Marzo 30th, 2009 at 08:46
un giorno sì, e l’altro pure, mi trovo a parlare con persone che chiedono regole più rigide, o chiusure di siti, perché non vogliono che i loro figli possano accedere liberamente a siti pedofili ot similia.
allora racconto loro di mia nonna, e di come io abbia imparato a non entrare nelle aiule dei giardinetti (“ci sono le siringhe!”) grazie alla sua azione *educativa*.
oggi twitter e wikipedia a scuola fanno un pò la parte di mia nonna. ti insegnano come camminare nell’ambiente nuovo, e magari cosa evitare.tutto questo, sono d’accordo, non suona esattamente “new” (mia nonna se ne avrebbe molto) ma forse può essere più intrigante (ed efficace) di tanti divieti stupidi.
Marzo 30th, 2009 at 11:09
Ho fatto le elementari nella prima metà degli anni ’80. Avevo, ed ho tuttora, una pessima calligrafia.

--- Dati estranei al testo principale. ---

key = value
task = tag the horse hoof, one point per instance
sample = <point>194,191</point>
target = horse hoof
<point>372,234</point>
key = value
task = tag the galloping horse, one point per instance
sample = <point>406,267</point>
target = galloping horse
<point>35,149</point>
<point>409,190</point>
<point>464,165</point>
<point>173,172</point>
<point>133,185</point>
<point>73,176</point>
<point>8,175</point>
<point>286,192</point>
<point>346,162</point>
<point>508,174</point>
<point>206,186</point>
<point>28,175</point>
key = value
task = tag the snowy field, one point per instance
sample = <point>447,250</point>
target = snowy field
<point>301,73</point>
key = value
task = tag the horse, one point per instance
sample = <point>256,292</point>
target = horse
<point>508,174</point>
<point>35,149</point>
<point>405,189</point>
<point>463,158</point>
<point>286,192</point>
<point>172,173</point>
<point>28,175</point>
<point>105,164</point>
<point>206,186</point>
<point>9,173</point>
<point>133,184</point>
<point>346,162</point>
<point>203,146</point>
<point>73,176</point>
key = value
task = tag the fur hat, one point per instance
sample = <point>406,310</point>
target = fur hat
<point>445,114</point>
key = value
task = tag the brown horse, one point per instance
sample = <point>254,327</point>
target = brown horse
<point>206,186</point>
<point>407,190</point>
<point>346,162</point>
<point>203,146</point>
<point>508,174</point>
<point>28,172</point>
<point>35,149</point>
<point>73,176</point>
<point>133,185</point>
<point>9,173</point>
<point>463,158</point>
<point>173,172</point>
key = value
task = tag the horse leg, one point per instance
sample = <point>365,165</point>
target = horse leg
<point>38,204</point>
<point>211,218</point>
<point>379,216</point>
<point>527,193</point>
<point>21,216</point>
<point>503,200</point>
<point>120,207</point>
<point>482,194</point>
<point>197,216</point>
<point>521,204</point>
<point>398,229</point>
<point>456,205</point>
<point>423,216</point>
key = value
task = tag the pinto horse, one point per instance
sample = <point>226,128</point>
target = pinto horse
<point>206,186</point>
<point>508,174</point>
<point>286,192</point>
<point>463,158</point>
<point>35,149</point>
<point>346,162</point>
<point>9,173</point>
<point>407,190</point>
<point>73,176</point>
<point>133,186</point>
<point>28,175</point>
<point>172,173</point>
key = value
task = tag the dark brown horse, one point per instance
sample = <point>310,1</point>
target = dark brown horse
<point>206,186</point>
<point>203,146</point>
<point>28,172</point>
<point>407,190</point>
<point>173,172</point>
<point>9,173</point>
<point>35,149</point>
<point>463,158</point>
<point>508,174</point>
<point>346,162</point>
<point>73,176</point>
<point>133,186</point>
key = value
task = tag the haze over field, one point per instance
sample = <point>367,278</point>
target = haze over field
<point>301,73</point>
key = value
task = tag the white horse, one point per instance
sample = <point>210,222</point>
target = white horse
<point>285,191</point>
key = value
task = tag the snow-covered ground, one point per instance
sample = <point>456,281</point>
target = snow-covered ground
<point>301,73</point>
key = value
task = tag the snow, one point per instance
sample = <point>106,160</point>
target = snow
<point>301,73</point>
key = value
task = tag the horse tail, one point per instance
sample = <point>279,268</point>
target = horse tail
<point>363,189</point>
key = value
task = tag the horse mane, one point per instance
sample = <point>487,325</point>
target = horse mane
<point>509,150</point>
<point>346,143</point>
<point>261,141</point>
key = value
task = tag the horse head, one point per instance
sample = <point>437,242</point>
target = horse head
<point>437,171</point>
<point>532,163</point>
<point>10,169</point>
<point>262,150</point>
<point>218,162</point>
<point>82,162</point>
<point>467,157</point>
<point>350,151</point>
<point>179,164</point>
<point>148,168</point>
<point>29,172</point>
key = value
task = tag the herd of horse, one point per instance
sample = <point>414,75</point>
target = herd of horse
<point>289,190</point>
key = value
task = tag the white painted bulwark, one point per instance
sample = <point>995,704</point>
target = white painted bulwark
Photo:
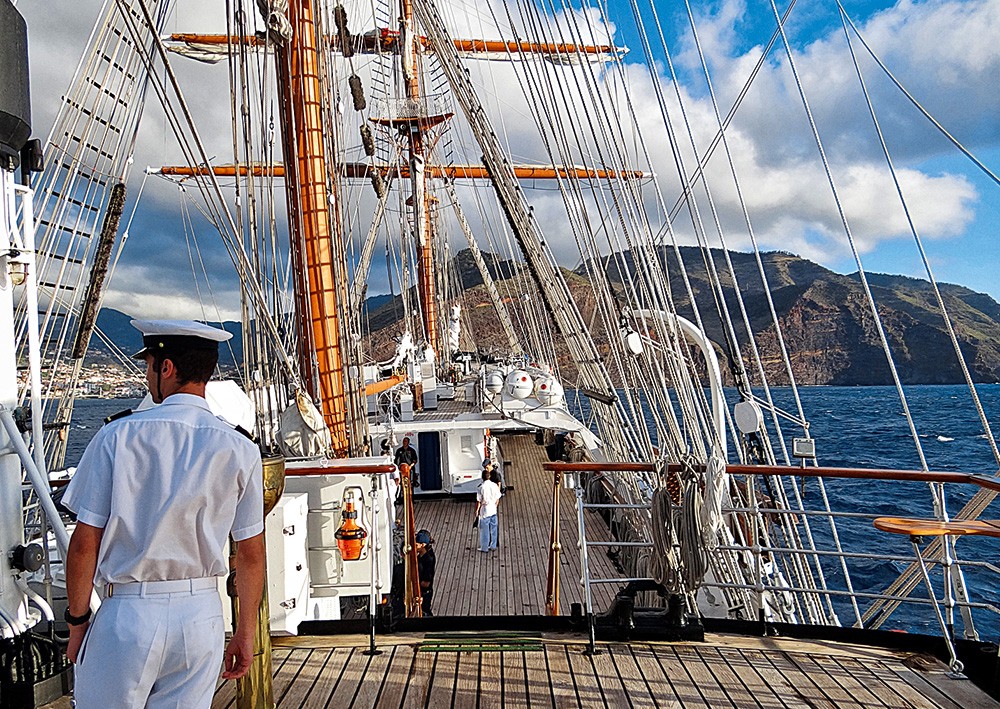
<point>287,564</point>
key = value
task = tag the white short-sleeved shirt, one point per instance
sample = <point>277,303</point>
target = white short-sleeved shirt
<point>489,495</point>
<point>168,485</point>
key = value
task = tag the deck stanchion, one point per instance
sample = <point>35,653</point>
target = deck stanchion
<point>376,583</point>
<point>584,567</point>
<point>955,664</point>
<point>555,547</point>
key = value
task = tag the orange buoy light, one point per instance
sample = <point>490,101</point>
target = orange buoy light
<point>350,537</point>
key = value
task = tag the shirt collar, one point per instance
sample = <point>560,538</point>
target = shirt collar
<point>186,400</point>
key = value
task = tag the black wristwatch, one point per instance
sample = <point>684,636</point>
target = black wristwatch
<point>76,619</point>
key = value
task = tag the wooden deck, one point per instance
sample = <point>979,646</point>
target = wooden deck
<point>552,671</point>
<point>511,580</point>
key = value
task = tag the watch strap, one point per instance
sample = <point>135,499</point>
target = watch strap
<point>76,619</point>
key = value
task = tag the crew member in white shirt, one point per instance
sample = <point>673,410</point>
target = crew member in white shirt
<point>487,498</point>
<point>157,494</point>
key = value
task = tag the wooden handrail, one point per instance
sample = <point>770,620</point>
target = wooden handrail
<point>363,469</point>
<point>814,472</point>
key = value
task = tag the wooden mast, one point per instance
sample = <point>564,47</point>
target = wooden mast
<point>422,224</point>
<point>312,214</point>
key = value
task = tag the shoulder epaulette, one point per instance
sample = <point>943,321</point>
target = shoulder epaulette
<point>119,415</point>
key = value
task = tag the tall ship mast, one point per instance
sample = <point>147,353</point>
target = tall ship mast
<point>644,419</point>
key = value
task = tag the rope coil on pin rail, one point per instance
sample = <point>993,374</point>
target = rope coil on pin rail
<point>665,561</point>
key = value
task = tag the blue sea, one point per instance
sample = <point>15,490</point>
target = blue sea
<point>853,427</point>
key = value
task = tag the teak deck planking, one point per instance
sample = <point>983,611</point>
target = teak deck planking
<point>511,580</point>
<point>723,671</point>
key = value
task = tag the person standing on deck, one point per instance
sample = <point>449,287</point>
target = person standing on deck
<point>487,498</point>
<point>425,569</point>
<point>405,454</point>
<point>157,494</point>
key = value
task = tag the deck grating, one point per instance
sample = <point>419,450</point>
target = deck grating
<point>724,671</point>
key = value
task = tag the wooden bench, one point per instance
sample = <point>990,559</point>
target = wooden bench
<point>937,528</point>
<point>915,529</point>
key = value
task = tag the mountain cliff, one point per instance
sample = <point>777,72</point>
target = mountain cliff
<point>823,317</point>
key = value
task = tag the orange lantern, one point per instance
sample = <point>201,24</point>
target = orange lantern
<point>350,537</point>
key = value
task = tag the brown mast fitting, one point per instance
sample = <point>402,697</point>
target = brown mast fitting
<point>305,163</point>
<point>385,40</point>
<point>454,172</point>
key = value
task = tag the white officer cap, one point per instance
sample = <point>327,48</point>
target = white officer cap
<point>177,335</point>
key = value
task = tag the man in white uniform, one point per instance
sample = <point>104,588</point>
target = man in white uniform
<point>156,495</point>
<point>487,498</point>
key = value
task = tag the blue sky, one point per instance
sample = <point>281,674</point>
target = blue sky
<point>945,52</point>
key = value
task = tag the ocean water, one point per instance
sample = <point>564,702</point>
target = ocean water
<point>853,427</point>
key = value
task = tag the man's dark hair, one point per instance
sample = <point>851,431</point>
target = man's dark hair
<point>194,365</point>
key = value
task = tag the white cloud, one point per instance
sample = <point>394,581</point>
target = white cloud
<point>784,187</point>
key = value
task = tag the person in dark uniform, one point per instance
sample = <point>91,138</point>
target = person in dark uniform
<point>406,454</point>
<point>425,568</point>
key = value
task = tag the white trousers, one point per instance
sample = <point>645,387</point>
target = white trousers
<point>162,651</point>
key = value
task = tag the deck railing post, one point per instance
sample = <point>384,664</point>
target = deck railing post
<point>555,547</point>
<point>585,565</point>
<point>954,663</point>
<point>376,584</point>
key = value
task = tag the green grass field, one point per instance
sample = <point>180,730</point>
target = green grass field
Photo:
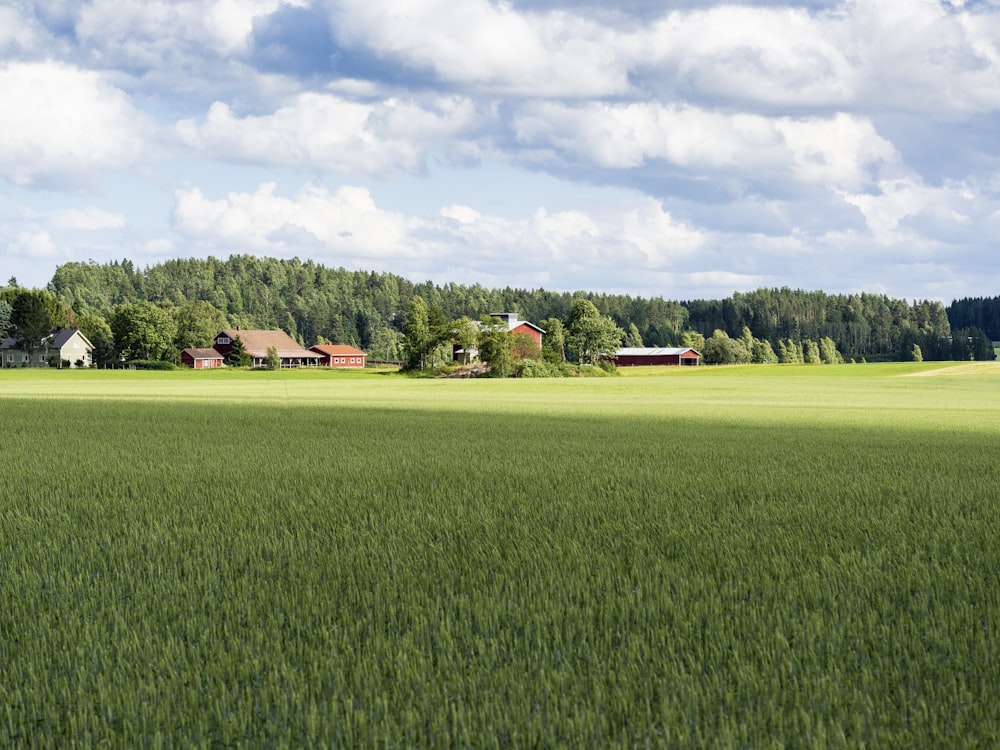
<point>785,556</point>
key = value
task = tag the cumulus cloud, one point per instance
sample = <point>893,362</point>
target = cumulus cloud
<point>331,133</point>
<point>835,150</point>
<point>90,218</point>
<point>488,46</point>
<point>63,126</point>
<point>143,33</point>
<point>347,224</point>
<point>36,244</point>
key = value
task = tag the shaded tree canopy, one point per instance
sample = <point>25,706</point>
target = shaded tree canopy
<point>369,309</point>
<point>142,330</point>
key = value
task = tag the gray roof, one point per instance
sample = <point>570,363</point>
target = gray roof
<point>652,351</point>
<point>61,335</point>
<point>57,339</point>
<point>197,353</point>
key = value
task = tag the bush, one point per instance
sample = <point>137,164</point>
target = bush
<point>149,364</point>
<point>536,368</point>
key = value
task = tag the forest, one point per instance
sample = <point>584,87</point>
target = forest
<point>368,309</point>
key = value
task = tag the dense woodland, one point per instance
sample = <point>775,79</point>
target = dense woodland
<point>369,309</point>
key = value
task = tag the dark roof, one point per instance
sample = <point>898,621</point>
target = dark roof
<point>57,339</point>
<point>338,350</point>
<point>256,343</point>
<point>196,353</point>
<point>61,335</point>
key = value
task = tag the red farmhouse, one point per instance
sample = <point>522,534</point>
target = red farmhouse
<point>513,326</point>
<point>632,356</point>
<point>339,355</point>
<point>201,359</point>
<point>256,344</point>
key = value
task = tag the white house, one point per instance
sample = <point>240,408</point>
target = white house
<point>67,343</point>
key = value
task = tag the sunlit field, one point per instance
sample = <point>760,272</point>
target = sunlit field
<point>748,556</point>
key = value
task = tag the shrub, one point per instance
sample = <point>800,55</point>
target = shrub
<point>149,364</point>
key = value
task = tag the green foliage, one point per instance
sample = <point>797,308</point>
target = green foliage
<point>553,341</point>
<point>536,368</point>
<point>237,356</point>
<point>810,352</point>
<point>148,364</point>
<point>5,324</point>
<point>195,583</point>
<point>197,323</point>
<point>828,352</point>
<point>464,333</point>
<point>633,337</point>
<point>495,346</point>
<point>694,340</point>
<point>722,350</point>
<point>364,308</point>
<point>417,339</point>
<point>142,330</point>
<point>33,315</point>
<point>98,333</point>
<point>589,334</point>
<point>273,360</point>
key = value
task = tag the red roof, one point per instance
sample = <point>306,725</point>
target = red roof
<point>338,350</point>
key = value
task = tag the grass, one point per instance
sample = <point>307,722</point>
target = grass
<point>731,557</point>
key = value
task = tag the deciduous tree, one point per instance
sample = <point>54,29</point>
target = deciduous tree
<point>197,324</point>
<point>495,346</point>
<point>553,341</point>
<point>33,316</point>
<point>98,333</point>
<point>417,339</point>
<point>142,330</point>
<point>238,356</point>
<point>589,334</point>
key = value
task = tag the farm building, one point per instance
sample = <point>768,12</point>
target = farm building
<point>339,355</point>
<point>66,344</point>
<point>513,326</point>
<point>201,359</point>
<point>256,344</point>
<point>633,356</point>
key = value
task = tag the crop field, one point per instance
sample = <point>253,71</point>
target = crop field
<point>786,556</point>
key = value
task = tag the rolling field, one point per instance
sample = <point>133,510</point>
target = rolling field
<point>734,557</point>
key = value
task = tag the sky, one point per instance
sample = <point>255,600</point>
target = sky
<point>684,150</point>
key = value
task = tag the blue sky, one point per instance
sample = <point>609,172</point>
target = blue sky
<point>687,149</point>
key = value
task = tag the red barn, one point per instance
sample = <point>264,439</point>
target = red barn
<point>339,355</point>
<point>256,344</point>
<point>201,359</point>
<point>632,356</point>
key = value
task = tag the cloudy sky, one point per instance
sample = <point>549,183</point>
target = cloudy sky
<point>680,149</point>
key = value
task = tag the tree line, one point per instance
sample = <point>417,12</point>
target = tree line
<point>184,302</point>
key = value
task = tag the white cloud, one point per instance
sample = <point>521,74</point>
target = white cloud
<point>67,127</point>
<point>836,150</point>
<point>489,46</point>
<point>347,224</point>
<point>87,219</point>
<point>153,32</point>
<point>347,220</point>
<point>333,134</point>
<point>946,213</point>
<point>761,56</point>
<point>36,244</point>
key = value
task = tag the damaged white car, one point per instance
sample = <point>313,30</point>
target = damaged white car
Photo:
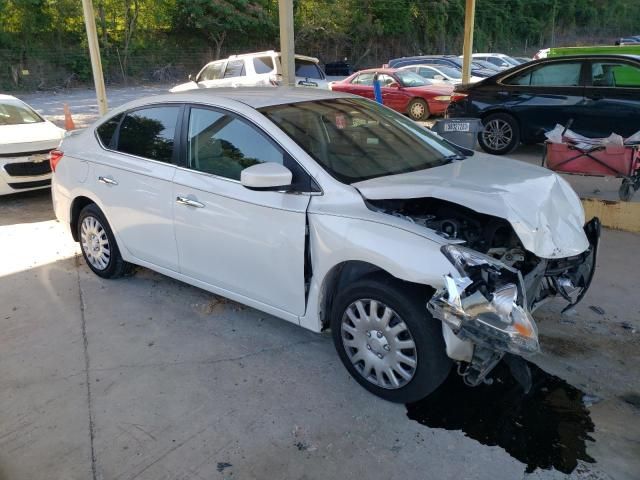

Alla preoccupazione di mia madre la maestra rispondeva tranquilla che quando sarei stato adulto io non avrei quasi più scritto a mano, ma col computer.
Visionaria, ma aveva ragione :)
(ribadisco: ho fatto le elementari dal’80 all’85)
Marzo 30th, 2009 at 16:07
“che lo faccia male, che vada per tentativi”???
Da quando la natura fa le cose programmate? L’evoluzione a meno di ricorrere a fantasiosi disegnini intelligenti, procede sempre per tentativi ed è per questo che migliaia di specie vengono annientate.
I crolli finanziari dimostrano che i disegnini matematici non prevedono un bel nulla e che sono solo modellini esili e fragili. Nel mondo ci sono troppi cigni neri per fermarsi a pensare e cercare di capire che c’è all’orizzonte.
Hai presente la caverna? Ecco noi finché gestiamo equazioni lineari un pochino ce la facciamo, ma appena le variabili diventano troppe è meglio chiamare il mago zurlì tanto l’affidabilità delle previsioni è la stessa.
Quindi si proceda per tentativi.
Marzo 30th, 2009 at 16:20
Argomento interessante, però forse andrebbe fatto presente che la ‘notizia originale sui social media nei possibili futuri programmi scolastici inglesi è stata un po’ gonfiata: Children to leave primary school familiar with blogging, podcasts, Wikipedia and Twitter as sources of information and forms of communication (non necessariamente saranno materie di studio). Chi ha familiarità con il sistema scolastico inglese saprà che i problemi sono innumerevoli (ad es. non pochi terminano la scuola dell’obbligo praticamente analfabeti) e l’introduzione del social media sembra l’ennesimo tentativo di rendere la scuola più attraente con argomenti di studio più moderni piuttosto che un vero esempio di innovazione. Una banale ovvietà: preferibile studiare materie tradizionali con metodologie innovative che insegnano a pensare e sperimentare, che materie innovative con sistemi tradizionali.
Marzo 31st, 2009 at 16:29
http://lasogliola.wordpress.com/2009/03/30/diamo-i-numeri-atto-secondo/
Aprile 1st, 2009 at 20:11
A proposito di corsi e ricorsi:-)
Sao ke kelle terre per kelle fini que ki contene, trenta anni le possette parte Sancti Benedicti.
Anno 960dc
Considerato il primo documento scritto in Italiano.